62 F. Supp. 2d 1108, 1999 U.S. Dist. LEXIS 12191, 1999 WL 595663
CourtDistrict Court, S.D. New York
DecidedAugust 5, 1999
Docket90 CR. 44(CSH)
StatusPublished
Cited by1 cases

This text of 62 F. Supp. 2d 1108 (United States v. Vergara) is published on Counsel Stack Legal Research, covering District Court, S.D. New York primary law. Counsel Stack provides free access to over 12 million legal documents including statutes, case law, regulations, and constitutions.

Bluebook
United States v. Vergara, 62 F. Supp. 2d 1108, 1999 U.S. Dist. LEXIS 12191, 1999 WL 595663 (S.D.N.Y. 1999).

Opinion

MEMORANDUM OPINION AND ORDER

HAIGHT, Senior District Judge.

Defendant Emiro Vergara, awaiting sentence following a plea of guilty to a narcotics charge, moves the Court for an order compelling the government to make a motion on Vergara’s behalf pursuant to § 5K1.1 of the United States Sentencing Guidelines (“USSG”) and 18 U.S.C. § 3553(e), thereby empowering the Court to make a downward departure from the USSG range and to disregard a mandatory minimum in fashioning defendant’s sentence. 1 Defendant asserts that the government’s making of such a motion is mandated by the terms of his plea agreement with the government and the substantial assistance the government concedes that Vergara rendered to it, pursuant to that agreement.

The government resists Vergara’s motion, arguing that he violated the terms of the plea agreement by failing to appear at his sentencing, and that therefore the government is justified in declining to make a motion on Vergara’s behalf.

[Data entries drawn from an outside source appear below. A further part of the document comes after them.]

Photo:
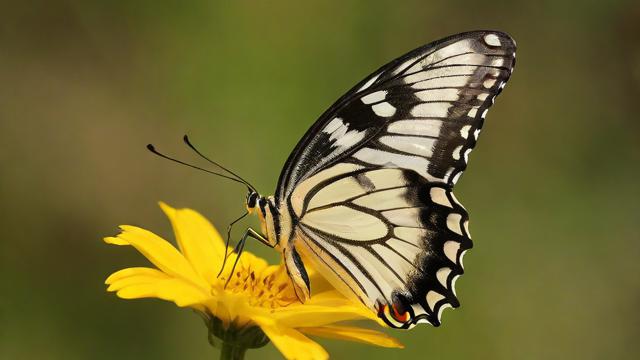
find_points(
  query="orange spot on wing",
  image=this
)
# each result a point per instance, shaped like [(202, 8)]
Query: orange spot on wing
[(400, 317)]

I conclude that the language of the plea agreement, the undisputed facts, and governing Second Circuit precedent require the Court to grant Vergara’s motion.

I.

In January 1990, defendant was arrested and charged with conspiring with others to sell approximately one kilogram of cocaine to a confidential informant. In February 1990, defendant entered into a plea agreement with the government, pursuant to which he pleaded guilty to the indictment and agreed to cooperate with the government in the investigation and prosecution of his coconspirators.

At the February 15, 1990 plea before this Court, defendant was released from custody after executing a $50,000 personal recognizance bond co-signed by one financially responsible person, and an Advice of Penalties and Sanctions form that, inter alia, informed defendant that it was unlawful to knowingly fail to appear for sentencing. The Court also specifically stated to defendant at that time that his failure to keep his promise to appear in court would *1110 subject him to “additional criminal charges” and “would be regarded as a violation of your [plea] agreement ... Tr. at 25:19-21. Defendant’s sentencing date ultimately was set for October 9, 1990.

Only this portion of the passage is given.